Books about cars and car companies are great. I admit to having a love of these historical volumes and many of them grace my bookshelves. But, when a book is written by one of the people involved in the company, car, or event in question we gain insight that is not possible from an outside observer. While first person accounts will always be biased and subject to an individual point of view, they also give an intimate glimpse that can only be gleaned from someone whose hand was in the pot.
And John Egan’s hands were certainly in the Jaguar pot. He arrived at Jaguar Cars in April 1980 as Chief Executive. He was there for ten years before overseeing the sale of the company to Ford for a price of roughly 2.5 billion dollars. Saving Jaguar is the story of those ten years, with a bit of personal history before and a bit of perspective afterwards.

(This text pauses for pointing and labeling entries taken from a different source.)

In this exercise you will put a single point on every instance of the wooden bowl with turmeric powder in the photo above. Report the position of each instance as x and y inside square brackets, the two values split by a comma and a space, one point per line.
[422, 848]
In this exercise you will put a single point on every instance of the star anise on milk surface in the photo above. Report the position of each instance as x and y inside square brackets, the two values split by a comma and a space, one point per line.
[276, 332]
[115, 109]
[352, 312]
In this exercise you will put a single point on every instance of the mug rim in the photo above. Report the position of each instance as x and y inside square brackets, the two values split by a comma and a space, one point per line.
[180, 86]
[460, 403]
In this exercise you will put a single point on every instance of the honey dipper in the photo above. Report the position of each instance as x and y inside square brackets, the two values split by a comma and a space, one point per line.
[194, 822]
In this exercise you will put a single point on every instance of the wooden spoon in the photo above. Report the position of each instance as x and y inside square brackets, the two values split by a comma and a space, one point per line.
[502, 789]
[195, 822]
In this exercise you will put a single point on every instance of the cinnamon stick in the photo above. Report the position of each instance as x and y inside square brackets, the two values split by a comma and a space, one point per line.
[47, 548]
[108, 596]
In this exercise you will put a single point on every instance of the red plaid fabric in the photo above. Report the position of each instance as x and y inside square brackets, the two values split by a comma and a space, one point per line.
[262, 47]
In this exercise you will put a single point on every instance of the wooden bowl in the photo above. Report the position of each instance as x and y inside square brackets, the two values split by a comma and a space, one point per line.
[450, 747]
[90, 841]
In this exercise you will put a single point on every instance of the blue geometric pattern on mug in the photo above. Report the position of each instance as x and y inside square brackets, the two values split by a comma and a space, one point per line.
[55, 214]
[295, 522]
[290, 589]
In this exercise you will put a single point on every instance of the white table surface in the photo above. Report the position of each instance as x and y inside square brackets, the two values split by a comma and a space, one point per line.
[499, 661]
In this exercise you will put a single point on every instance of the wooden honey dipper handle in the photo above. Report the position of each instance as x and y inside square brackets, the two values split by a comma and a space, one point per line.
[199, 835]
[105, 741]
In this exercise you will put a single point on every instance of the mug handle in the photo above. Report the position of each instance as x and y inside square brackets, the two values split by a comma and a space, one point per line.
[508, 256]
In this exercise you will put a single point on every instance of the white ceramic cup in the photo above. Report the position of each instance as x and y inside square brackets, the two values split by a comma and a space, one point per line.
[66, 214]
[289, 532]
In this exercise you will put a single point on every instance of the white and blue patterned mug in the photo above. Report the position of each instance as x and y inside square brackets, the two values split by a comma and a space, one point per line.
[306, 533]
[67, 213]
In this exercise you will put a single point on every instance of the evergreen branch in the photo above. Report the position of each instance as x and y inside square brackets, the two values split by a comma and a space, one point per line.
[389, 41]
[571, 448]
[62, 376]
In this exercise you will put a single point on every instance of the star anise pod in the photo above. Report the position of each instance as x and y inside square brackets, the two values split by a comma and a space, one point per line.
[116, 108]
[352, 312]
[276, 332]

Saving Jaguar covers the period in Jaguar’s history leading up to and encompassing the takeover by Ford, and it does so with a clarity that only comes from honesty. Egan is very truthful about not only what he did right in coming in to govern the company, but also what he and parent company British Leyland did wrong during the years leading up to the buyout. He gives some insight into the way the company had been functioning up to the point that he came and where the problems lay that led to quality issues, customer service dissatisfaction, and even worker complaints. Most of these stemmed from a lack of true “management” where things were done just because they had always been done that way. There were also problems of supplier quality, inadequate funding, and lack of productivity. None of these are things that can, or were to be, cured overnight. The problems had become systemic, were exhibited in buyer and dealer complaints and warranty claims, and threatened to kill Jaguar.
Through the work of Egan and his management team, Jaguar was saved. Saved at least to the point where it could be further rescued by Ford and then set on the path to what it has become today. Yes, the company is now under foreign ownership, but it is still very much a British car company at heart. And frankly, if you had asked most people in the 70s or 80s if the company would make it, much less regain its former glory, you would have been hard-pressed to find a positive view.
Saving Jaguar is an intimate and important telling of one man’s part in, and take on, the turning of Jaguar at a pivotal point. Well written, well illustrated, and honestly relayed, it is a book not to be missed by both Jaguar and general British car fans. I couldn’t help but thinking as I read the book, what if some of the same tactics has been employed to save MG. The sportscar market might be a very different place today.